HID Global has released its Public Key Infrastructure (PKI) in the Age of AI and Automation market study, revealing how more than 300 IT leaders in the United States and Europe are responding to emerging PKI challenges in AI, automation and post-quantum computing.
The study identifies the trends, threats and innovations that are shaping this fast-moving market, equipping security leaders with actionable insights to align their strategies with emerging opportunities and future demands.
By minimizing the threat of human error, automation decreases the risk of certificate-related incidents, a benefit that is growing increasingly urgent as certificate lifespans shrink. This includes Transport Layer Security (TLS) certificates, the digital credentials that secure encrypted connections across websites and applications.
The CA/Browser Forum has already approved a phased reduction of TLS certificate validity—from 398 days to just 47 days by 2029—making manual certificate management increasingly unsustainable and driving automation to the top of the security agenda. In response, 67% of executives surveyed are already automating renewal processes.

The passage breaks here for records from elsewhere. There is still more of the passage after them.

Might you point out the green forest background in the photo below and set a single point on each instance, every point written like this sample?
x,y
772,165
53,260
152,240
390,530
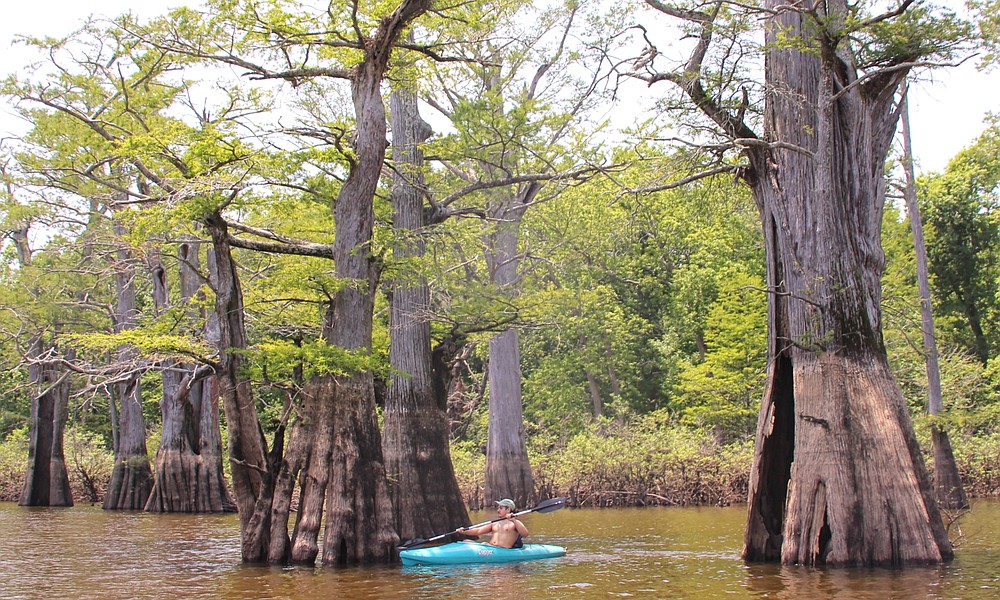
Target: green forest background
x,y
640,306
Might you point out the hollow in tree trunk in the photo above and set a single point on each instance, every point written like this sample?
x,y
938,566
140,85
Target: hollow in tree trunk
x,y
415,440
837,475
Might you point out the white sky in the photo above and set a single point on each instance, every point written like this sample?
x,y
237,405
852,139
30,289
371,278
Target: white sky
x,y
946,114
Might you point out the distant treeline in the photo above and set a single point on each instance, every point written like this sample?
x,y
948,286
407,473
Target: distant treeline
x,y
609,466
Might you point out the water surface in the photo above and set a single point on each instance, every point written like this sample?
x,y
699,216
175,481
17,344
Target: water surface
x,y
85,552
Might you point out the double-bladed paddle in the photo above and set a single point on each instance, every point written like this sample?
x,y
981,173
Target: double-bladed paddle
x,y
544,506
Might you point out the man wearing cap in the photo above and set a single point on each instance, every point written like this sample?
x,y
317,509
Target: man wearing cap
x,y
507,531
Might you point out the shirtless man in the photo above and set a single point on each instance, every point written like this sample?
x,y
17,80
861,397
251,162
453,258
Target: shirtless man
x,y
507,531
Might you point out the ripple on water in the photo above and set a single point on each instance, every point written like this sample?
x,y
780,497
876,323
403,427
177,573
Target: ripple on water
x,y
84,552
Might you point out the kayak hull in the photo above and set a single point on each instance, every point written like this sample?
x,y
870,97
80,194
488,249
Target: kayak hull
x,y
460,553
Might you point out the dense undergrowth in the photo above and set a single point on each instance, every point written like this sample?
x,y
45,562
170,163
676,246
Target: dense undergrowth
x,y
603,466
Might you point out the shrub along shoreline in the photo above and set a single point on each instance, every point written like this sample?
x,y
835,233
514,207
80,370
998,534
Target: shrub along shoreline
x,y
640,465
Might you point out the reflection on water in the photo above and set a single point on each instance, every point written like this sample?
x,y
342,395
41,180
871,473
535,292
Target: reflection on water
x,y
85,552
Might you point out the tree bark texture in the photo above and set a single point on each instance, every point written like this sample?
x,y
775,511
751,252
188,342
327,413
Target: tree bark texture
x,y
335,450
508,471
415,442
251,466
948,488
837,475
46,482
188,465
132,477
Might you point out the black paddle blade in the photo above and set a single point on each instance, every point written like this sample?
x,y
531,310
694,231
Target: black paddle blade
x,y
550,505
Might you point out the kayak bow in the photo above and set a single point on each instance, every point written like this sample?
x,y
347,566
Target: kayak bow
x,y
458,553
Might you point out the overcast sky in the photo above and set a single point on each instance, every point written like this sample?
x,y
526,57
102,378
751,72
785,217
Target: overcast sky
x,y
946,114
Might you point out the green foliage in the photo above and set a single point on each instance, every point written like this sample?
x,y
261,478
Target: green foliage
x,y
961,208
722,393
649,462
287,360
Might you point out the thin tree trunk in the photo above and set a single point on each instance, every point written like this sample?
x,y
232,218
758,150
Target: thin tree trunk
x,y
189,475
415,440
596,401
46,482
132,477
508,471
252,467
947,480
837,475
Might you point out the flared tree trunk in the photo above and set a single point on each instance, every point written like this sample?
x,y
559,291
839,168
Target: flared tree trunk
x,y
360,522
132,477
415,439
188,465
251,466
837,475
46,482
335,450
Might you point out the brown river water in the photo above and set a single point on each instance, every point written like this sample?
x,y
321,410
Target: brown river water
x,y
85,552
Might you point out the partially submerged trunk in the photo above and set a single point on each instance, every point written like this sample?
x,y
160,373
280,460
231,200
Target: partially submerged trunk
x,y
948,486
132,477
334,450
415,440
46,482
837,475
189,475
251,466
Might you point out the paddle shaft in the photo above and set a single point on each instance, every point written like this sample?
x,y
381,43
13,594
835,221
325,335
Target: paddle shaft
x,y
543,506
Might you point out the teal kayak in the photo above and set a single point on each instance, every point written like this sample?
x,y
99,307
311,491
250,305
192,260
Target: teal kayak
x,y
459,553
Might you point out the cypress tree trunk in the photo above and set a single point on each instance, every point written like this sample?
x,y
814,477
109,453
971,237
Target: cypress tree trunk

Automation also enhances scalability and helps organizations secure dynamic environments like IoT devices and AI agents. Executives from organizations large and small have made it one of their top priorities, with 61% of respondents saying they plan to invest in PKI automation in the next 24 months.
PKIaaS eliminates the need for on-premise hardware and servers, ensuring seamless automation from issuance to renewal and revocation. However, while 76% of organizations have incorporated cloud components into their PKI infrastructure, only 23% use fully cloud-based deployments. Enterprises with more than 100,000 employees tend to prefer hybrid PKI deployments, suggesting that organisations seek to balance the flexibility of PKIaaS with the security and control of on-premise infrastructure.
With the growing swarm of regulations—from GDPR, Cyber Resilience Act, NIS2, HIPAA and more—compliance has become a strategic driver of PKI adoption. The cost of getting it wrong is high, as nearly half of executives (45%) list regulatory compliance among the primary business goals they hope to achieve through PKI, while 39% measure it as a formal key performance indicator.
As quantum computing matures, it poses a fundamental threat to today’s encryption: bad actors are harvesting encrypted data today, intending to decrypt it once quantum capabilities catch up. Yet despite the recognised threat, adoption remains cautious. Only 12% of surveyed respondents are piloting PQC, 25% are developing internal plans and 37% are monitoring evolving standards.
With PQC expected to be one of the most complex cryptographic transitions that the industry has ever experienced, larger enterprises and U.S.-based organisations are taking note. According to the survey, organisations with more than 50,000 employees are two to three times more likely to run PQC pilots than smaller companies.
While AI standards continue to evolve, securing both customer interactions and bot-to-bot exchanges is a pressing priority. The study finds that 34% of organisations cite AI agent certificates as a top trend, reflecting the PKI community’s proactive adaptation to AI-driven trust requirements. Adoption is slightly higher in the United States (18%) than in Europe (13%).